La lógica de los antiguos griegos es, pues,
radicalmente diferente de la medieval, aunque es cierto que la división
drástica entre un mundo espiritual y superior y otro sensible, efímero e
inferior puede propiciar el paralelismo. Pero, ¿qué es el Bien? En primer lugar
el Bien supone el nivel máximo de realidad, su estatus ontológico es supremo.

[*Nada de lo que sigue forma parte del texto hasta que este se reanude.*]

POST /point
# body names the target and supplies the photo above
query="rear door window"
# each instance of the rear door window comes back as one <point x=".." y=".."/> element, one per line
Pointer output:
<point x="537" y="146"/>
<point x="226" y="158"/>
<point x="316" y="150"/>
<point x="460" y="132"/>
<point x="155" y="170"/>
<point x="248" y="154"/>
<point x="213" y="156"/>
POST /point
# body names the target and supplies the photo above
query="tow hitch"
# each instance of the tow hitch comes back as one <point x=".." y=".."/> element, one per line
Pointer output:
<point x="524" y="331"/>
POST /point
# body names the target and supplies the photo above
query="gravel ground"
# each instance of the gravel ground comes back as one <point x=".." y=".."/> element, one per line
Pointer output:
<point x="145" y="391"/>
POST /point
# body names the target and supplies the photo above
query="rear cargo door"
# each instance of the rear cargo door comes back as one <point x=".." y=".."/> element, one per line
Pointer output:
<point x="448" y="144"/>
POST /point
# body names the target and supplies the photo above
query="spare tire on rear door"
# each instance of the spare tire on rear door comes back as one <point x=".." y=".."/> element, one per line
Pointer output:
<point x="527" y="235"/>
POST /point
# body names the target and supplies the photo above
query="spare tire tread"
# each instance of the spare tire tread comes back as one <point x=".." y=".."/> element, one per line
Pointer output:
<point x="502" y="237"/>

De igual manera que las cosas materiales imitan a las ideas, las ideas imitan
la idea de Bien. Si las ideas son perfectas es porque imitan al Bien; de igual
manera, lo que un objeto físico tenga de bueno se debe a que, imitando a las
ideas, imita también en última instancia a la idea de Bien. Esta cumbre
ontológica o de realidad que define al Bien se corresponde con la
epistemológica: conocemos las demás ideas y, por tanto, entendemos la totalidad
del universo cuando conocemos el Bien, al cual no se puede acceder a través de
los sentidos o de la doxa, sino de la ciencia filosófica suprema, la
dialéctica.
El Bien tiene
además una especial relevancia ética. Si quiero encauzar adecuadamente mi vida
debo conocerlo, de lo contrario viviré desorientado o, lo que es peor,
manipulado por los sofistas. A través de la rectitud moral mi alma alcanzará la
sabiduría que necesito para ir por la vida distinguiendo lo bueno y lo malo.
Esta lógica se aplica igualmente al político, que necesita aprender dialéctica
para distinguir entre el gobierno justo y el injusto, lo cual le permitirá
decidir siempre aquello que sea mejor para el conjunto de la polis. Solo desde
esa idea de virtud es posible llegar a la verdadera felicidad. A modo de
conclusión, podemos decir que el Bien fundamenta la mímesis que atraviesa la
Teoría de las Ideas. Él es el horizonte, la luz final hacia la que tienden
todas las cosas. Tanto la región visible como la inteligible apuntan a él. Por
eso explica Platón que en la escalera mayéutica, desde la que se asciende en la
Academia hasta el conocimiento filosófico o dialéctico, el Bien es el verdadero
objetivo, pues nos permite vislumbrar la totalidad de lo real. Esa perfección
del Bien solo puede alcanzarse de forma imperfecta en el mundo sensible.